Reduced participant variability: Reduced participant variability refers to the decrease in differences among participants in an experiment, leading to more consistent results and stronger conclusions. This concept is particularly important in repeated measures experiments, where the same participants are tested under different conditions. By minimizing the variability among participants, researchers can better isolate the effects of the independent variable being studied.
Repeated measures design: Repeated measures design is a type of experimental design where the same participants are exposed to multiple conditions or treatments, allowing researchers to observe changes over time or across different conditions. This approach helps control for individual differences since each participant acts as their own control, making it easier to detect effects of the treatments being studied. Such designs are particularly useful when studying phenomena that require the same subjects to be evaluated under varying situations.
Reverse counterbalancing: Reverse counterbalancing is a method used in repeated measures experiments to control for order effects by presenting conditions in a sequence that is the reverse of an earlier sequence. This technique helps to ensure that any potential influence of the order in which treatments are administered is balanced across participants. By using this approach, researchers can enhance the validity of their findings by minimizing bias due to sequencing.

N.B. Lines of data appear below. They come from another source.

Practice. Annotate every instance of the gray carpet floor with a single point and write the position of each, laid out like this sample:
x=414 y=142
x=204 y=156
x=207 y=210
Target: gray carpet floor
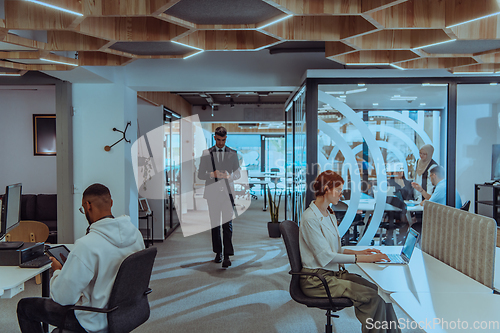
x=193 y=294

Sample size estimation: Sample size estimation is the process of determining the number of participants needed for a study to achieve reliable and valid results. It involves considering various factors such as the expected effect size, the level of significance, and the statistical power required to detect differences or relationships in repeated measures experiments. Proper sample size estimation is crucial to ensure that studies are adequately powered to provide meaningful insights.
Sphericity: Sphericity is a statistical assumption in repeated measures designs that requires the variances of the differences between all combinations of related groups to be equal. This concept is crucial in understanding the validity of various statistical tests, particularly when analyzing data from multifactor ANOVA and repeated measures, as violations can lead to incorrect conclusions about the effects being studied.
Within-subjects design: Within-subjects design is an experimental setup where the same participants are exposed to all conditions of the experiment, allowing for comparisons across different treatment levels. This design is crucial because it controls for participant variability, enhances statistical power, and often requires fewer participants, making it a practical choice for researchers.